Vasiliev worked as staff photographer for a newspaper in Chelyabinsk for thirty years, during which time he was also a prison warden. From 1948 onward, a fellow worker, Danzig Baldaev, had begun drawing and cataloguing the extensive range of designs made by prisoners onto their skin. These homemade tattoos, scraped and inked into skin with melted book heels, urine or blood, contained a whole range of coded messages against the Soviet regime and about the prisoners’ individual crimes.
Thanks to their efforts, the secret police, and us now, know more about the iconography of this underground artistic phenomenon.

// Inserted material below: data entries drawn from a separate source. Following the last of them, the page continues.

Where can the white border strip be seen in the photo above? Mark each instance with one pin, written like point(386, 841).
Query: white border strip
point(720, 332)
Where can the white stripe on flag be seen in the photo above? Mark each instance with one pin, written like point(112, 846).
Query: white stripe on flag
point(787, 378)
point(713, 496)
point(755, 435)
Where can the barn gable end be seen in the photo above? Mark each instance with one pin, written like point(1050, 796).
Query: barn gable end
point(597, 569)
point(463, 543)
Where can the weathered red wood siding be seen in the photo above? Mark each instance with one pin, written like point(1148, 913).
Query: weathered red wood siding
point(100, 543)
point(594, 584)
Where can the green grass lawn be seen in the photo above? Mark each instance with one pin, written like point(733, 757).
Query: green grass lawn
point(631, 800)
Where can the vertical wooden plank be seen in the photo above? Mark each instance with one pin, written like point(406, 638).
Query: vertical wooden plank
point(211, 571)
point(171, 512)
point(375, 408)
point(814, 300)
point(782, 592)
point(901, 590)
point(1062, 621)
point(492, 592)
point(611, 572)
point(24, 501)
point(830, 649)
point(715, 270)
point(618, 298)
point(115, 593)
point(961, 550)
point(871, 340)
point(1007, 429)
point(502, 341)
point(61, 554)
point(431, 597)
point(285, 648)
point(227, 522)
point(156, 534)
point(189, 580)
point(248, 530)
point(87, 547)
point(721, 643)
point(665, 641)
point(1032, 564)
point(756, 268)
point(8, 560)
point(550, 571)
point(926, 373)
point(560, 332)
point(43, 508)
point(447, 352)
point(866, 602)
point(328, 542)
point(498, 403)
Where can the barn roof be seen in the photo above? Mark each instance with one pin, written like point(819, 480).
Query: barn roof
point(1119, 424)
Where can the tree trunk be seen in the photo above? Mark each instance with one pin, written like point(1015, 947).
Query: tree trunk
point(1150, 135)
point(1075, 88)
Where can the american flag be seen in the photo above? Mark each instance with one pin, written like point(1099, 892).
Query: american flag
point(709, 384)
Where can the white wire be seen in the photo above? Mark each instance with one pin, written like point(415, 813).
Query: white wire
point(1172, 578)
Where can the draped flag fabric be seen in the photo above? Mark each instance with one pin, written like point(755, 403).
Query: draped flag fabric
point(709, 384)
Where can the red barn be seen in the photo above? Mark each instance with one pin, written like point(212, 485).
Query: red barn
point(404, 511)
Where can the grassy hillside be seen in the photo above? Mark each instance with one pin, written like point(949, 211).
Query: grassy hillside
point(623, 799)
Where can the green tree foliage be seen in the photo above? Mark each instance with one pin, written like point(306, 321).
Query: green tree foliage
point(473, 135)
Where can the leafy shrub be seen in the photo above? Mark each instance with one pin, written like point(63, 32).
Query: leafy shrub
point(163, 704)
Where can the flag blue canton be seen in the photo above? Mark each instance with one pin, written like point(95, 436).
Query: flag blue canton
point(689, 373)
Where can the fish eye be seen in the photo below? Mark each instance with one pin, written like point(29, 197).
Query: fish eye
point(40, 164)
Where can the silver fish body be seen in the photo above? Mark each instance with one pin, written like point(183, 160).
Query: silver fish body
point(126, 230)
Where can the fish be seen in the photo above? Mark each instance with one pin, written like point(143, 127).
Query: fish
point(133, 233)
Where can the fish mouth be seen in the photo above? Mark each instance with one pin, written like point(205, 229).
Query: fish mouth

Far from being isolated illustrations from a catalogue in a tattoo parlour, Vasiliev’s photographs are a humanizing record that places the faces and bodies of the owners (at one point one in five of the Soviet population) right at the centre of the project.
Taken between 1989 and 1993, Sergei Vasiliev’s photographs of Soviet prisoners document the secret code language of criminals in the USSR, evidence of a gritty spirit of picaresque resistance within a violently repressive culture.
Although this kind of tattooing was actually illegal, and Baldaev was initially forbidden from continuing, the KGB realised what a resource it could be for their criminal files and eventually supported his documentary project. Vasiliev was brought in to supply hard evidence of the designs’ authenticity. Raunchy, grotesque, filled in with insults against the authorities, the imagery developed its own formulas and conventions; for example, a skull means top criminality, a cat is a thief, and so on. To have no tattoos would have meant the lowest status, a lack of toughness; to have certain tattoos could be the sign of an untouchable.